Noch komplexer ist die Gesetzeslage bei § 21 UmwStG („Anteilstausch“). Die „liberalen“ Anwendungsvoraussetzungen (§ 1 Abs. 4 Satz 1 Nr. 1 UmwStG) führen dazu, dass gerade hier häufig eine grenzüberschreitende Komponente vorhanden ist. Auch für eine Minderbewertung sind die Voraussetzungen des § 21 Abs. 1 Satz 2 UmwStG im Vergleich zu § 20 Abs. 2 Satz 2 UmwStG eher gering – ein „qualifizierter Anteilstausch“ und im Rahmen bleibende „sonstige Gegenleistungen“ sind hier wichtig.

Allerdings ist die „materiell-rechtliche Bindung“ an den Antrag der übernehmenden Gesellschaft (§ 21 Abs. 2 Satz 1 UmwStG) dann eher dünn ausgestaltet. Sie besteht zwar – wie bei § 20 Abs. 3 Satz 1 UmwStG – für den Veräußerungspreis der eingebrachten Anteile und die Anschaffungskosten der erhaltenen Anteile. Allerdings schreibt § 21 Abs. 2 Satz 2 UmwStG sogleich eine Abweichung vor, wenn für die eingebrachten oder erhaltenen Anteile nach der Einbringung das Recht der Bundesrepublik Deutschland hinsichtlich der Besteuerung des Gewinns aus der Veräußerung dieser Anteile ausgeschlossen oder beschränkt ist. Aufgrund der deutschen DBA, die sich meist an Art. 13 Abs. 5 OECD-MA 2017 orientieren (Vogel/Lehner/Reimer OECD-MA 2017 Art. 13 Rn. 225), kommt es häufig zu einer der beiden Varianten. Nach Satz 2 führt dies beim Einbringenden zum Ansatz des gemeinen Wertes, in Abweichung vom Ansatz nach § 21 Abs. 1 Satz 2 UmwStG bei der übernehmenden Gesellschaft.

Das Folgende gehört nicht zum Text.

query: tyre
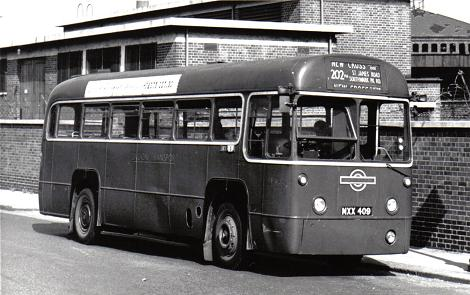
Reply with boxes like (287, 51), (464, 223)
(212, 203), (245, 269)
(73, 188), (97, 244)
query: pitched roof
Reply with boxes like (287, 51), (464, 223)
(411, 9), (470, 39)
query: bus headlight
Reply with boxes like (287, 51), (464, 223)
(385, 230), (397, 245)
(403, 177), (411, 187)
(297, 173), (308, 186)
(386, 198), (398, 215)
(313, 197), (326, 215)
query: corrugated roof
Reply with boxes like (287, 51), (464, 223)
(411, 10), (470, 39)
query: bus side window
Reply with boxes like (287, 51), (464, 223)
(175, 99), (211, 141)
(111, 104), (139, 139)
(57, 104), (80, 138)
(212, 97), (242, 141)
(82, 105), (109, 138)
(47, 105), (59, 138)
(248, 96), (269, 158)
(141, 101), (174, 140)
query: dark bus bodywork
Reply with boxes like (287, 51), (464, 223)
(39, 55), (412, 268)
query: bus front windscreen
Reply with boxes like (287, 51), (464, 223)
(247, 95), (411, 163)
(296, 96), (357, 160)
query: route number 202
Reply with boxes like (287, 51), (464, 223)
(331, 70), (344, 81)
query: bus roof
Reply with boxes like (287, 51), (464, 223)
(49, 54), (409, 103)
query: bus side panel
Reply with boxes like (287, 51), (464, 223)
(170, 144), (208, 237)
(207, 146), (239, 179)
(240, 163), (265, 249)
(78, 142), (106, 175)
(134, 144), (173, 233)
(102, 143), (137, 228)
(50, 141), (78, 216)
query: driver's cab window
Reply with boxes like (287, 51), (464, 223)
(296, 96), (356, 160)
(360, 100), (410, 162)
(247, 95), (292, 159)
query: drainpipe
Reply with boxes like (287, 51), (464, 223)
(320, 0), (324, 25)
(184, 29), (189, 67)
(328, 36), (333, 54)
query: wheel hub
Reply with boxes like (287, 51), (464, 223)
(79, 204), (91, 231)
(218, 216), (238, 255)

An dieser Stelle kommt durch § 21 Abs. 2 Satz 3 UmwStG ein weiterer Antrag ins Spiel (BeckOK UmwStG/Dürrschmidt UmwStG § 21 Rn. 1440 ff.): Sollte Satz 2 des § 21 Abs. 2 UmwStG eine Bewertung zum gemeinen Wert gebieten, kann Satz 3 eine Minderbewertung bei einem qualifizierten Anteilstausch sicherstellen, wenn u.a. das deutsche Besteuerungsrecht an dem Gewinn aus der Veräußerung der erhaltenen Anteile nicht ausgeschlossen oder beschränkt ist. Das Verfahrensrecht dazu regelt u.a. § 21 Abs. 2 Satz 4 UmwStG, wonach dieser Antrag gerade nicht von der übernehmenden Gesellschaft, sondern vom Einbringenden spätestens bis zur erstmaligen Abgabe der Steuererklärung bei dem für seine Besteuerung zuständigen Finanzamt zu stellen ist. Die ansonsten bestehende „doppelte Buchwertverknüpfung“ löst sich damit auf (BMF v. 11.11.2011, BStBl. I 2011, 1314, Tz. 21.15).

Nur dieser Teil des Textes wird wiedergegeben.